Here are my previous City Hall Tavern sketches (inside only; I’ve sketched the outside building since way before it was a bar):

city hall tavern, davis

July 2012

city hall tavern, davis

October 2013

sketchcrawl 34 city hall tavern

January 2012

 

turn turn, i wish you would

city hall tavernAnd another bar sketch for you, this one from a few weeks ago at the City Hall Tavern, into which I popped after sketching the Wealth of Nations band. Nice beer. Revolving bicycle wheels on the ceiling. Two and a Half Men was on the TV, for some reason (hence the blank TV screen, I simply cannot reproduce such unparalleled artistic genius on paper). Above the bar, a quote Benjamin Franklin once said to help bars sell more beer (“Beer is proof God loves us and wants us to be happy,” he said apparently, but I suspect he said that about a lot of things). Bars like random beer quotes. That one by George Best about spending most of his money on women and beer (and the rest he just squandered) is often decorated proudly on pub walls, unflinching in its sad irony. I had the ‘Hell or High Watermelon’ beer. Halfway through sketching, the bad TV went quiet (hooray!) and the tables were cleared from the centre of the room (booo!) to make way for some sort of space for people to move around to loud thumping music, so I had to relocate to the bar to draw the details there. As the more well-dressed-for-a-night-out people started coming in, I finished up and called it a day. Another bar sketch done.

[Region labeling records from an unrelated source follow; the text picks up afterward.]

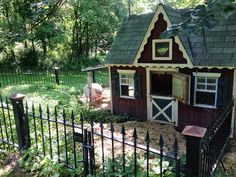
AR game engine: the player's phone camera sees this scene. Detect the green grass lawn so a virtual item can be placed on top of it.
[0,72,108,116]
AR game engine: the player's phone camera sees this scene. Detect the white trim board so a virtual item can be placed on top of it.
[133,4,193,67]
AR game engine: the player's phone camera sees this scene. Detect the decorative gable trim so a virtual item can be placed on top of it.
[133,4,193,67]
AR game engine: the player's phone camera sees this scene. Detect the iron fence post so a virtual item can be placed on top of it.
[182,126,207,177]
[54,67,60,85]
[10,93,30,151]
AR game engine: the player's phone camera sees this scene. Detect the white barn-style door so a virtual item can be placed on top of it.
[151,96,176,123]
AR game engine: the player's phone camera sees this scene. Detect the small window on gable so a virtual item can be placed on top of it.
[118,70,135,98]
[193,73,220,108]
[152,39,172,60]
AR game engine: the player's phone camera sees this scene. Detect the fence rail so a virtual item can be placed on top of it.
[201,101,234,177]
[0,68,109,88]
[0,90,234,177]
[0,95,181,177]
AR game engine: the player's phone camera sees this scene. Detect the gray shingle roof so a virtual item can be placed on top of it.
[106,13,154,64]
[106,5,236,66]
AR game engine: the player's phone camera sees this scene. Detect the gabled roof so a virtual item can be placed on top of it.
[106,13,154,64]
[106,5,236,66]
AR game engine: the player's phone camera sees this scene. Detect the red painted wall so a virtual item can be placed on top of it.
[178,68,233,130]
[111,67,147,121]
[138,14,187,64]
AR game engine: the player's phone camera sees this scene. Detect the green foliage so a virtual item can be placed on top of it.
[162,0,236,38]
[0,148,8,168]
[19,148,82,177]
[82,109,132,123]
[98,154,181,177]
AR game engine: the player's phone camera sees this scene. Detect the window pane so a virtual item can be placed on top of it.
[195,91,215,106]
[120,74,126,79]
[207,85,216,90]
[207,78,216,84]
[121,85,134,97]
[197,84,205,90]
[197,77,206,83]
[155,42,169,57]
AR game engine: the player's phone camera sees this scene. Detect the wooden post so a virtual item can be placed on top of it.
[10,93,30,150]
[182,126,207,177]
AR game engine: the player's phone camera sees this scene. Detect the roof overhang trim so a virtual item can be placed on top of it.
[133,4,193,67]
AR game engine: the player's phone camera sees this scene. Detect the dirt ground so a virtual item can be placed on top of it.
[91,121,185,158]
[0,121,236,177]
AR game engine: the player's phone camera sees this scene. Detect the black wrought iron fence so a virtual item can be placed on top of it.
[0,95,19,149]
[0,69,55,87]
[0,68,109,88]
[201,101,234,177]
[0,94,181,177]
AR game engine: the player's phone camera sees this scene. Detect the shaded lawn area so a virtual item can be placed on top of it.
[0,84,83,113]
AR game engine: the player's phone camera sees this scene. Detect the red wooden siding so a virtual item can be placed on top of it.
[178,68,233,130]
[111,67,147,121]
[138,14,187,64]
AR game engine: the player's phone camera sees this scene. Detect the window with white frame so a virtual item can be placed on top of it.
[193,73,220,108]
[118,70,135,98]
[152,39,172,60]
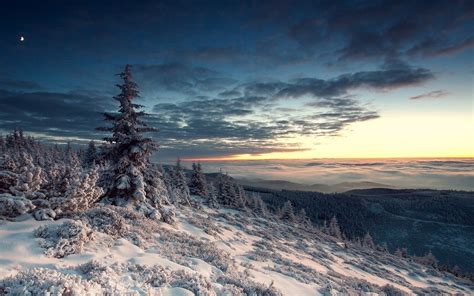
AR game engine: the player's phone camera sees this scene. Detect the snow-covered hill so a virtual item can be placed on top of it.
[0,197,474,295]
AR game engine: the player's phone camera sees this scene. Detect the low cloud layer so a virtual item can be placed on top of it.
[192,159,474,191]
[0,60,433,157]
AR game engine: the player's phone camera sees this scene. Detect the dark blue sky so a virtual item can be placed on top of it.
[0,1,474,157]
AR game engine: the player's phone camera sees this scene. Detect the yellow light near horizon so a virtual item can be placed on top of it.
[186,113,474,161]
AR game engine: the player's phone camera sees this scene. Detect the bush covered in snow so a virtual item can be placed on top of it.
[0,193,35,218]
[34,220,94,258]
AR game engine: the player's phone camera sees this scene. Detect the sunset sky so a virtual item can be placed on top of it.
[0,0,474,159]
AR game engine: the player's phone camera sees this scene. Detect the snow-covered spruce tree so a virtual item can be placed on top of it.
[298,209,312,228]
[248,192,268,218]
[0,154,18,193]
[280,200,296,222]
[189,163,209,197]
[362,232,375,249]
[206,182,219,209]
[217,173,244,209]
[170,158,191,206]
[49,166,104,216]
[98,65,168,214]
[10,152,46,199]
[84,141,98,167]
[328,216,342,239]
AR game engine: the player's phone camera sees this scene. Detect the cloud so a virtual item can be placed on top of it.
[133,63,236,95]
[0,90,113,140]
[244,65,434,98]
[408,37,474,57]
[193,159,474,191]
[410,90,449,100]
[287,0,474,61]
[0,79,43,91]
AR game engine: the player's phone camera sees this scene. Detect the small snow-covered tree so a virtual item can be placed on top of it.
[395,248,408,258]
[49,166,104,215]
[98,65,162,205]
[362,232,375,249]
[252,194,268,218]
[413,251,438,268]
[189,163,209,196]
[168,158,191,206]
[280,200,296,222]
[328,216,342,239]
[10,152,45,199]
[206,182,219,209]
[0,193,35,218]
[297,208,312,228]
[84,141,98,167]
[217,173,244,209]
[0,153,18,193]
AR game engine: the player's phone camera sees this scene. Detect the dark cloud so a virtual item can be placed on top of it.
[133,63,236,95]
[0,90,113,139]
[410,90,449,100]
[0,78,43,91]
[288,0,474,61]
[408,37,474,57]
[244,65,434,98]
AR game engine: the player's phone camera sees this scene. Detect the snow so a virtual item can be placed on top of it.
[0,201,474,296]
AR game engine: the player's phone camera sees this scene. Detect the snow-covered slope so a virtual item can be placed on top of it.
[0,198,474,295]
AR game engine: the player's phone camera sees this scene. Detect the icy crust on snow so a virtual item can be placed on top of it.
[0,199,474,296]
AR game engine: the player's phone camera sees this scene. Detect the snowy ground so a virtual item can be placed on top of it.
[0,197,474,296]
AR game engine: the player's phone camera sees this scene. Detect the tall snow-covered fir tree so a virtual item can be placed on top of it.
[98,65,164,205]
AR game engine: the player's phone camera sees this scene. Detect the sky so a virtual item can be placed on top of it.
[0,0,474,160]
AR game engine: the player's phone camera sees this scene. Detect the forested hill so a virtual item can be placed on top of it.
[246,187,474,272]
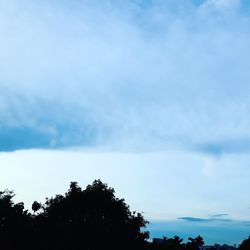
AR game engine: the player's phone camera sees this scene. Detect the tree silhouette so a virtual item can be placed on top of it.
[0,190,30,249]
[34,180,148,250]
[239,236,250,250]
[185,235,204,250]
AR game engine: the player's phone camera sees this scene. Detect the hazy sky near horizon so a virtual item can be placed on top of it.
[0,0,250,244]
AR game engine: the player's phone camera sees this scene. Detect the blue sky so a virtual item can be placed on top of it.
[0,0,250,245]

Incidentally I still have a few first-run copies of my short self-made bar-zine on my Etsy store, “Davis Bar-By-Bar“. I plan to print more and make further volumes, and if I ever get time, put together a book. Ah, time gentlemen, please.

city hall tavern

city hall tavern, davis
After a very busy week, I went out on Friday evening to the Art About and did some sketching at the Pence Gallery (haven’t scanned them yet), chatted to some very nice folk, and then strolled around downtown before parking at the City Hall Tavern (in the old City Hall building I tend to draw a lot). I wanted to do a bar sketch so I looked at the massive scene of bottledom and said, yeah ok I’ll give it a go. Those revolving bike wheels on the ceiling were a little challenging but there they are. The Giants were winning, beating the Astros, and there on the right are the black straws again that pop up in all of my bar drawings, everywhere in the world. The beer was nice too, Third Shift Amber Ale, and only $4 a pint. It was pretty quiet when I came in, but got busy by the time I left, with the young Friday night crowd. One guy spoke to me while sketching and recognized me as the guy who drew the bar at De Vere’s. Another guy, a younger Aussie bloke, chatted to me about Iggy Pop. I told him I always liked the song The Passenger because I can’t drive either. He said Iggy Pop was a real rocker, not like Justin Bieber or someone. Perhaps, but in thirty years people might be saying, oh these kids now aint real popstars, not like Bieber, yeh he was a proper rocker. You never know. I saw Iggy Pop supporting the Pistols at Finsbury Park in ’96, and just wanted him to put a shirt on to be honest.

This whole sketch took almost two hours, starting from right to left. It was done with a Micron Pigma 02 pen, with a bit of uniball vision micro for some of the thicker lines and shading.